El inspector de Homicidios que se había encargado del asunto se llamaba Cheney Phillips, un sujeto con el que había tropezado alguna que otra vez. Lo último que había sabido de él era que de Homicidios lo habían trasladado a la brigada contra la corrupción. No sé bien cómo funcionan las fuerzas de orden público en otras ciudades, pero en el cuerpo de policía de Santa Teresa se tiende a trasladar a los funcionarios cada dos o tres años para someterlas a diferentes responsabilidades. Este procedimiento no sólo garantiza el equilibrio del departamento, sino que además permite conseguir ascensos sin que el funcionario interesado tenga que esperar al fallecimiento o jubilación de los atrincherados colegas de brigada.

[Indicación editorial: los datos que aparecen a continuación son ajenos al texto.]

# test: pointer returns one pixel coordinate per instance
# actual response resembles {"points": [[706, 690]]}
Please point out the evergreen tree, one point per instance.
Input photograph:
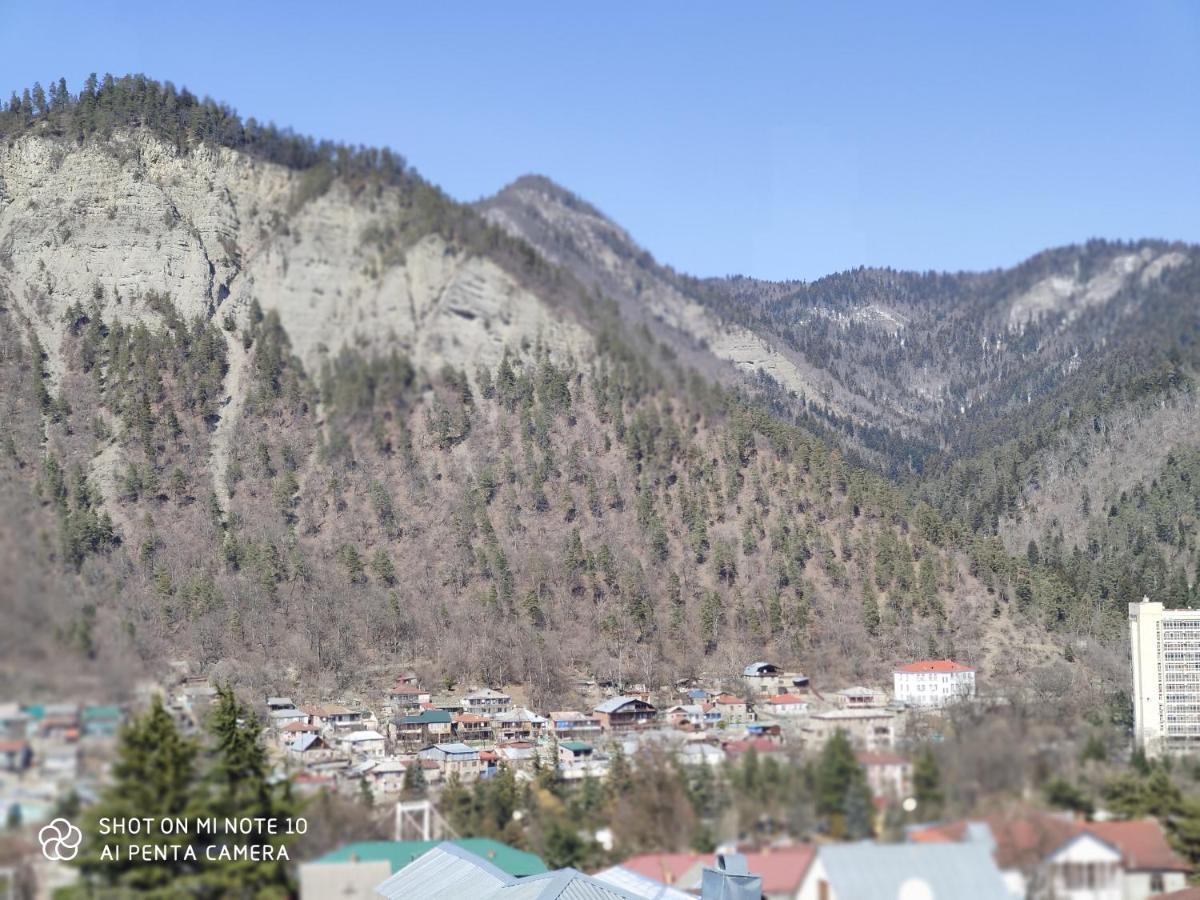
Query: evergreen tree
{"points": [[239, 785], [841, 790], [927, 786], [154, 777]]}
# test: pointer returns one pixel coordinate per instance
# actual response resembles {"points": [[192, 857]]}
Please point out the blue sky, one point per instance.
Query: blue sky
{"points": [[771, 139]]}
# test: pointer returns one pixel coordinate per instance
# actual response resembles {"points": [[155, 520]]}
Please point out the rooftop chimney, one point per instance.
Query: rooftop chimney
{"points": [[730, 880]]}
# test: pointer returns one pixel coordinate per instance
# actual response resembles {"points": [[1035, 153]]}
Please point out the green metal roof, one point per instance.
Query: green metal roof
{"points": [[427, 717], [397, 855], [101, 712]]}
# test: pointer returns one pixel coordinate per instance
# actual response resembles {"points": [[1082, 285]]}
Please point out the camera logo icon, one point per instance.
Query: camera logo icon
{"points": [[60, 840]]}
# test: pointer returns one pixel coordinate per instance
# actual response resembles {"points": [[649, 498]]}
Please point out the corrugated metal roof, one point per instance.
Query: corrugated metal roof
{"points": [[615, 703], [450, 873], [755, 669], [877, 871], [641, 886], [561, 885], [445, 873], [400, 853]]}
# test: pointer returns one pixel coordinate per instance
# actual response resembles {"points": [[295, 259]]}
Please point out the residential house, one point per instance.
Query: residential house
{"points": [[449, 871], [1044, 856], [447, 702], [59, 761], [333, 717], [733, 709], [59, 721], [487, 702], [623, 713], [786, 705], [281, 719], [762, 679], [407, 699], [859, 697], [101, 721], [15, 721], [15, 755], [865, 729], [365, 743], [472, 729], [888, 775], [762, 748], [700, 754], [430, 726], [289, 732], [519, 756], [933, 684], [347, 873], [573, 725], [783, 870], [311, 748], [196, 696], [857, 871], [385, 777], [687, 715], [454, 759], [517, 724], [639, 885]]}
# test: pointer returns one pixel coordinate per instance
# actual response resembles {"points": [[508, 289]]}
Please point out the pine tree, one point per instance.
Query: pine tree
{"points": [[239, 784], [154, 777], [841, 790], [927, 785]]}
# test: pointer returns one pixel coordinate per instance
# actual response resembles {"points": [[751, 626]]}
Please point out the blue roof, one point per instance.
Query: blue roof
{"points": [[613, 703], [397, 855], [756, 669], [450, 873], [456, 748], [427, 717], [304, 742], [947, 870], [445, 873]]}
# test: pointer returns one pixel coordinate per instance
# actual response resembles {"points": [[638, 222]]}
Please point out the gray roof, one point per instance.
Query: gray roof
{"points": [[755, 669], [879, 870], [445, 873], [450, 873], [640, 886], [562, 885], [455, 749], [613, 703], [304, 742]]}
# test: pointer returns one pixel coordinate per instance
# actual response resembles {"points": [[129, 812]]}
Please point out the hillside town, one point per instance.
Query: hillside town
{"points": [[407, 743]]}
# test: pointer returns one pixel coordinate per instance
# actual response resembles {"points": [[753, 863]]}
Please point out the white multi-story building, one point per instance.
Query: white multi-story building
{"points": [[933, 683], [1165, 649]]}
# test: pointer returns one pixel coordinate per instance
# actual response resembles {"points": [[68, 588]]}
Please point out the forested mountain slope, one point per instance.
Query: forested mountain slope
{"points": [[283, 409]]}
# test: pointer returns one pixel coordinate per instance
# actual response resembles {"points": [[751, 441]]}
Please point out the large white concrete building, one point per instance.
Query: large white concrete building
{"points": [[1164, 646], [933, 683]]}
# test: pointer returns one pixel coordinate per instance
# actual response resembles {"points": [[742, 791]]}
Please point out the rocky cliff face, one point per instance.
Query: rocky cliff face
{"points": [[216, 229], [112, 225], [577, 237]]}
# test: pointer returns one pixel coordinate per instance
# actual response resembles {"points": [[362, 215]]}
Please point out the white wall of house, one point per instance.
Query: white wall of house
{"points": [[933, 689], [1085, 869]]}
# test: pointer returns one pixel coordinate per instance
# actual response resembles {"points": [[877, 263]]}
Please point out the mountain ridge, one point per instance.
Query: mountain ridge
{"points": [[325, 378]]}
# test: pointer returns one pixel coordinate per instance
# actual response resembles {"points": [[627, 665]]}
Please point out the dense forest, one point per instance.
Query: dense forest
{"points": [[609, 510]]}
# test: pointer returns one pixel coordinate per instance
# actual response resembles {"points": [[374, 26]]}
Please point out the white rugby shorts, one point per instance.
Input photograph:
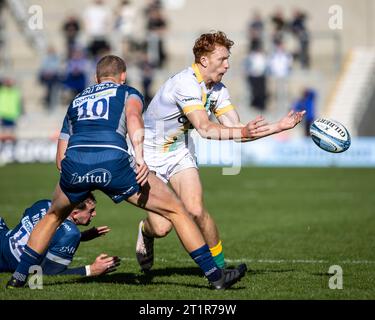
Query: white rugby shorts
{"points": [[165, 165]]}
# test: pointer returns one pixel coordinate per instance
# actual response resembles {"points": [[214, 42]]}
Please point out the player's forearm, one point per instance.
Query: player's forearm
{"points": [[60, 153], [53, 268], [219, 132], [136, 134]]}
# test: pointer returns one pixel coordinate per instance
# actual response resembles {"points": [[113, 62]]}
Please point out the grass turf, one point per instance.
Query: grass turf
{"points": [[289, 224]]}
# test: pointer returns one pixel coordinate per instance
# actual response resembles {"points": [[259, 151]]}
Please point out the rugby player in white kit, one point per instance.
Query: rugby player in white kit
{"points": [[184, 102]]}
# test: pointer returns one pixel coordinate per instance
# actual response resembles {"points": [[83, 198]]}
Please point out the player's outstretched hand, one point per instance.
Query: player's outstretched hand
{"points": [[142, 172], [291, 120], [94, 232], [104, 264], [101, 231], [256, 128]]}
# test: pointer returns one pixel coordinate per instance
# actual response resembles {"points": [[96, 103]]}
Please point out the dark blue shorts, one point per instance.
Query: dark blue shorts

Al igual que a muchos policías de la ciudad, a Phillips se le podía encontrar en un bar llamado CC y que frecuentaban abogados y una surtida selección de individuos vinculados con las fuerzas de seguridad. El superior que le había supervisado el caso era el teniente Con Dolan, a quien yo conocía muy bien. No acababa de creer que la aparición de Lorna en aquella película barata tuviese algo que ver con su muerte. Por otro lado, saltaba a la vista por qué Janice se empeñaba en lo contrario. ¿Qué otra cosa cabe pensar cuando resulta que la difunta hija que más queríamos era una estrella del cine porno?

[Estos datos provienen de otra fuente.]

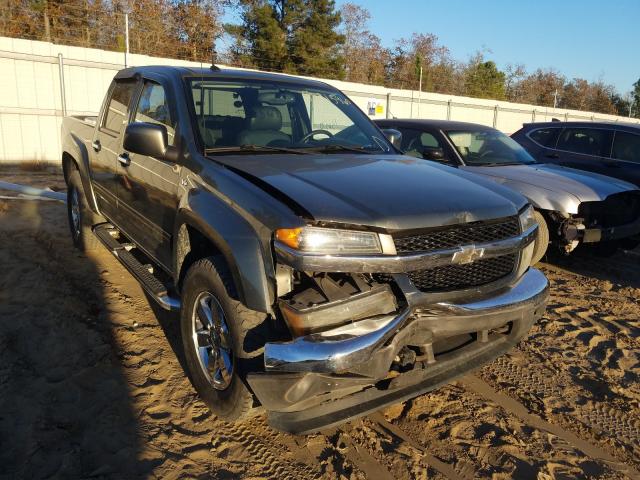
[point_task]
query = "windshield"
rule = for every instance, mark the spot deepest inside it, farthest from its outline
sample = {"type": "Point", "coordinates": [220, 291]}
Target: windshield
{"type": "Point", "coordinates": [488, 147]}
{"type": "Point", "coordinates": [260, 116]}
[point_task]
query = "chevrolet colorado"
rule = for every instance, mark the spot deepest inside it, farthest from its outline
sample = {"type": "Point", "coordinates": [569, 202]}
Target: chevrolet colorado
{"type": "Point", "coordinates": [317, 272]}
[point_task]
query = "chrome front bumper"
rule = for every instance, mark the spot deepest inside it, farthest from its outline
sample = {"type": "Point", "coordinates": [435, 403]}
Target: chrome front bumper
{"type": "Point", "coordinates": [368, 347]}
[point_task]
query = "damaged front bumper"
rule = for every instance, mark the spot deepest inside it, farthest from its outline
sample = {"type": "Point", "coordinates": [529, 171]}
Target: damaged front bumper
{"type": "Point", "coordinates": [322, 379]}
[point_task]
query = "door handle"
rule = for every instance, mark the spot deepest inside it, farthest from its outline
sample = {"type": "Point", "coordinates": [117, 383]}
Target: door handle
{"type": "Point", "coordinates": [124, 159]}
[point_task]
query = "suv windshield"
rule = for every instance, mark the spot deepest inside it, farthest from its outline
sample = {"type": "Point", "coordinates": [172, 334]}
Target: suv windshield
{"type": "Point", "coordinates": [488, 148]}
{"type": "Point", "coordinates": [252, 116]}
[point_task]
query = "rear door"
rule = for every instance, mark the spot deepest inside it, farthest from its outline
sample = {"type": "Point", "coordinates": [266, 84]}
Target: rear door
{"type": "Point", "coordinates": [148, 186]}
{"type": "Point", "coordinates": [625, 157]}
{"type": "Point", "coordinates": [585, 149]}
{"type": "Point", "coordinates": [106, 145]}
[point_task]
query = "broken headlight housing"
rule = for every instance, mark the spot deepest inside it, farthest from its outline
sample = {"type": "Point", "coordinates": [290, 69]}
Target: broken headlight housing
{"type": "Point", "coordinates": [527, 219]}
{"type": "Point", "coordinates": [330, 241]}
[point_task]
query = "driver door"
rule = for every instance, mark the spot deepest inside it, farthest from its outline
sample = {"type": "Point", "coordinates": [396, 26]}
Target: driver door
{"type": "Point", "coordinates": [148, 186]}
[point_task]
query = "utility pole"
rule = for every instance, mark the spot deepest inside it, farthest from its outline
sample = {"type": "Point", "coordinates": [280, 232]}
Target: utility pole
{"type": "Point", "coordinates": [126, 39]}
{"type": "Point", "coordinates": [420, 91]}
{"type": "Point", "coordinates": [47, 27]}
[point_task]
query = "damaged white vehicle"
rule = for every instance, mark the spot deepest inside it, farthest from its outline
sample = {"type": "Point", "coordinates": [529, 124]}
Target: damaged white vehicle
{"type": "Point", "coordinates": [572, 206]}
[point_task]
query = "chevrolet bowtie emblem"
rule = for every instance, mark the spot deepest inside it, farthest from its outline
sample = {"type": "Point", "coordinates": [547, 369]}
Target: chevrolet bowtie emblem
{"type": "Point", "coordinates": [467, 255]}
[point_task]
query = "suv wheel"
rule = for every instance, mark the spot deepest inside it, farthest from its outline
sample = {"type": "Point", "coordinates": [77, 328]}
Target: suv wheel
{"type": "Point", "coordinates": [217, 338]}
{"type": "Point", "coordinates": [80, 218]}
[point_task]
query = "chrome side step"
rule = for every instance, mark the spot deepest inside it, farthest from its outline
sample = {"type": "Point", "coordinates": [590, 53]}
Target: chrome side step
{"type": "Point", "coordinates": [107, 233]}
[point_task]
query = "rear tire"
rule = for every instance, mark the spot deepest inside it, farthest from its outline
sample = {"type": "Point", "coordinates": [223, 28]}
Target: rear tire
{"type": "Point", "coordinates": [79, 215]}
{"type": "Point", "coordinates": [217, 338]}
{"type": "Point", "coordinates": [542, 239]}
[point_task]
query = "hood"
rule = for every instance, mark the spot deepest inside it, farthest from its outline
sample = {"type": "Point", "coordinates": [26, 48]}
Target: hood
{"type": "Point", "coordinates": [553, 187]}
{"type": "Point", "coordinates": [386, 191]}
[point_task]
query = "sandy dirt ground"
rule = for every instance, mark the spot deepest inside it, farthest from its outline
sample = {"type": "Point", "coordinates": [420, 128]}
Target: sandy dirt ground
{"type": "Point", "coordinates": [92, 384]}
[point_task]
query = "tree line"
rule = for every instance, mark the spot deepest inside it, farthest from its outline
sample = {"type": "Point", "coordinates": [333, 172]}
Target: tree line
{"type": "Point", "coordinates": [306, 37]}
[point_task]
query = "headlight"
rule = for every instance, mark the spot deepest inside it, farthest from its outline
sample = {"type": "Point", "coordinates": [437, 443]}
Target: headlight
{"type": "Point", "coordinates": [527, 219]}
{"type": "Point", "coordinates": [330, 240]}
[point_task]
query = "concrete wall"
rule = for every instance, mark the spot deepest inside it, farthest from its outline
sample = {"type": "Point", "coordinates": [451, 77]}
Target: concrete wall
{"type": "Point", "coordinates": [31, 97]}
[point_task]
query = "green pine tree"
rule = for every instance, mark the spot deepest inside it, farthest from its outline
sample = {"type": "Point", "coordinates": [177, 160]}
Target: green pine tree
{"type": "Point", "coordinates": [295, 36]}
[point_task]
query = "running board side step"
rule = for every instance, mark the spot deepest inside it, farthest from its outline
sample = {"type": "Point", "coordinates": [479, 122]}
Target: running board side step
{"type": "Point", "coordinates": [107, 233]}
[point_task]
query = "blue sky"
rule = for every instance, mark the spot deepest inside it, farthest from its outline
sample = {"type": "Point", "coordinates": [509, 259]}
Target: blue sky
{"type": "Point", "coordinates": [580, 38]}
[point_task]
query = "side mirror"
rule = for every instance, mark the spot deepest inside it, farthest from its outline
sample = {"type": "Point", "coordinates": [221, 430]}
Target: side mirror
{"type": "Point", "coordinates": [433, 153]}
{"type": "Point", "coordinates": [149, 139]}
{"type": "Point", "coordinates": [393, 135]}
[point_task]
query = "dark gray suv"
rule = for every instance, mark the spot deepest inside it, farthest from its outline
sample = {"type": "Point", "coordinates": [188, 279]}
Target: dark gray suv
{"type": "Point", "coordinates": [607, 148]}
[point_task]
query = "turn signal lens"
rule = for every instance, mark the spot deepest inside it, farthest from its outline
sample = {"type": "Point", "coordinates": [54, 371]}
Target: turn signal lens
{"type": "Point", "coordinates": [527, 218]}
{"type": "Point", "coordinates": [289, 236]}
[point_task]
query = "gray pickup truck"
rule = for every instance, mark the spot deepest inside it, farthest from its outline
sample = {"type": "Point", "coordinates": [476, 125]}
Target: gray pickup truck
{"type": "Point", "coordinates": [317, 272]}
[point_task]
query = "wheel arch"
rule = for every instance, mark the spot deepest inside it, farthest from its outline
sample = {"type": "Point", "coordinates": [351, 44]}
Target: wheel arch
{"type": "Point", "coordinates": [221, 233]}
{"type": "Point", "coordinates": [75, 155]}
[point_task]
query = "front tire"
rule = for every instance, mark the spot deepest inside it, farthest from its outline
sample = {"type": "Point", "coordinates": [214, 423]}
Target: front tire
{"type": "Point", "coordinates": [79, 216]}
{"type": "Point", "coordinates": [217, 338]}
{"type": "Point", "coordinates": [542, 240]}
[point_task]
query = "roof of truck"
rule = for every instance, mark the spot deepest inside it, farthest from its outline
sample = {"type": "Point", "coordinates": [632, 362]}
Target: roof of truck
{"type": "Point", "coordinates": [583, 124]}
{"type": "Point", "coordinates": [219, 73]}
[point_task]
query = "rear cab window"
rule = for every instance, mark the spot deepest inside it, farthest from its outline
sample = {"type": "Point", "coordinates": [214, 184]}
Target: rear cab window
{"type": "Point", "coordinates": [117, 111]}
{"type": "Point", "coordinates": [153, 107]}
{"type": "Point", "coordinates": [547, 137]}
{"type": "Point", "coordinates": [586, 141]}
{"type": "Point", "coordinates": [415, 141]}
{"type": "Point", "coordinates": [626, 146]}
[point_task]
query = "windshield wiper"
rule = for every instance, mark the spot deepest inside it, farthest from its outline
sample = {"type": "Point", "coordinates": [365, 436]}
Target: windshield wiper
{"type": "Point", "coordinates": [338, 148]}
{"type": "Point", "coordinates": [249, 148]}
{"type": "Point", "coordinates": [497, 164]}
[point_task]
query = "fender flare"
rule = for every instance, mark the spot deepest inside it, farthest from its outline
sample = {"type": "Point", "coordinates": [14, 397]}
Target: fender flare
{"type": "Point", "coordinates": [77, 150]}
{"type": "Point", "coordinates": [249, 260]}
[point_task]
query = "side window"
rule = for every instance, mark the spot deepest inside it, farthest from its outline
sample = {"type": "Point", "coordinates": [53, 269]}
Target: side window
{"type": "Point", "coordinates": [547, 137]}
{"type": "Point", "coordinates": [626, 146]}
{"type": "Point", "coordinates": [324, 115]}
{"type": "Point", "coordinates": [117, 109]}
{"type": "Point", "coordinates": [587, 141]}
{"type": "Point", "coordinates": [153, 107]}
{"type": "Point", "coordinates": [414, 142]}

Estaba nerviosa y casi irritable a causa de la sobredosis de cafeína. En lo que iba de jornada había engullido seguramente entre ocho y diez tazas de café, las dos últimas mientras hablaba con Janice. Notaba las sustancias estimulantes, semejantes a bombones, bailoteándome en la cabeza. En ocasiones, la ansiedad y la cafeína producen el mismo efecto.

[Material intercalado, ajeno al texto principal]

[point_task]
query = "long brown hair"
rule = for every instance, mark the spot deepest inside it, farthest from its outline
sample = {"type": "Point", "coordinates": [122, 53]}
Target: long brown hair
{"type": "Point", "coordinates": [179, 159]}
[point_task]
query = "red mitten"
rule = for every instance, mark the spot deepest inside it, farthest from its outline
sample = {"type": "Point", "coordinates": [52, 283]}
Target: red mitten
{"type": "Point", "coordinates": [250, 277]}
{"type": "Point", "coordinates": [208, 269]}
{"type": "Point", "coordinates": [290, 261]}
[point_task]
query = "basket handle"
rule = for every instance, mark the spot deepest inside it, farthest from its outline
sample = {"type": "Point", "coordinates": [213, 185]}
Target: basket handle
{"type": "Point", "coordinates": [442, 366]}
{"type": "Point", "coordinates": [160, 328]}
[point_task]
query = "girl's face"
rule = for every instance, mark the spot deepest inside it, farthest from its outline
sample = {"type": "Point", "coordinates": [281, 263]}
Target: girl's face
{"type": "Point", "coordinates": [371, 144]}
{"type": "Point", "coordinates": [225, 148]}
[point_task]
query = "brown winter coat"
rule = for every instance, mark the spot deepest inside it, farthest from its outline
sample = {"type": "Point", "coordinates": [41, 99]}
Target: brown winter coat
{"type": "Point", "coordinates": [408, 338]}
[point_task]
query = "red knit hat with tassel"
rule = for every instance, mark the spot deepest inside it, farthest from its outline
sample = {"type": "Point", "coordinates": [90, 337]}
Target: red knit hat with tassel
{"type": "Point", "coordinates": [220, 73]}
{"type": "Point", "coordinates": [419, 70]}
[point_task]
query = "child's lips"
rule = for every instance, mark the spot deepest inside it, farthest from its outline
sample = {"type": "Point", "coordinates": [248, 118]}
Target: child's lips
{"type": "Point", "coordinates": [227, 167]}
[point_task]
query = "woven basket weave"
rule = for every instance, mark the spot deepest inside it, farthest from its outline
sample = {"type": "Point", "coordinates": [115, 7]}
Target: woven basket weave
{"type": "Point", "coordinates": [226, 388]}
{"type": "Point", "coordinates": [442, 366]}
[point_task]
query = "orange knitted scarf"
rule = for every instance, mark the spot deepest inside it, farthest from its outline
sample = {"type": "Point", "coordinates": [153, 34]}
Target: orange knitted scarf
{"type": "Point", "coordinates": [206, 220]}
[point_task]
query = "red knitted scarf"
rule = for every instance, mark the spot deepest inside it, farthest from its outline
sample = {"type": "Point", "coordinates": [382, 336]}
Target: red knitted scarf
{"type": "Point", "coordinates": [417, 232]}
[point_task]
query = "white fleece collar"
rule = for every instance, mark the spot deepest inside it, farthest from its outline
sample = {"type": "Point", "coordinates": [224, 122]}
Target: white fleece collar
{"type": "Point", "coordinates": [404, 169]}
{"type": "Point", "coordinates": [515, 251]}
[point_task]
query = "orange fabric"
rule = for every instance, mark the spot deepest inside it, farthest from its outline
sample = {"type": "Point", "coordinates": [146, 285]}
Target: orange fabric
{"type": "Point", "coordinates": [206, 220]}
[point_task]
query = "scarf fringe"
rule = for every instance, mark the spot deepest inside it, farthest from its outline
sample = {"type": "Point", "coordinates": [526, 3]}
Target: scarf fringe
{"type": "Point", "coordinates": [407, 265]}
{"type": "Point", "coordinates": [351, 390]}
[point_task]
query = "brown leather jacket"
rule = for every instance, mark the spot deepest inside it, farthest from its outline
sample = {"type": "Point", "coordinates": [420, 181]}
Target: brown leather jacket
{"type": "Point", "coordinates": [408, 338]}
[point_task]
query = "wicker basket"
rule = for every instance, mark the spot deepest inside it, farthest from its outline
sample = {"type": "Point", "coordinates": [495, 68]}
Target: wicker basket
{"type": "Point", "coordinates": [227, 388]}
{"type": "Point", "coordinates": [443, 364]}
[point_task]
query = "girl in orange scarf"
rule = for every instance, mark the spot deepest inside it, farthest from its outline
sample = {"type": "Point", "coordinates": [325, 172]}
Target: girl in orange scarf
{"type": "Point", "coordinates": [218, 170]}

Volví a mirar el reloj. Eran las doce pasadas y ya tendría que estar durmiendo. Cogí la guía telefónica y busqué el número del CC. Tardé menos de quince segundos en hacer la llamada. El barman me dijo que Cheney Phillips estaba en el local. Le dije mi nombre y que avisara a Cheney que iba hacia allí. En el momento de colgar, le oí gritar a Cheney desde la barra. Agarré la cazadora y las llaves y me dirigí a la puerta.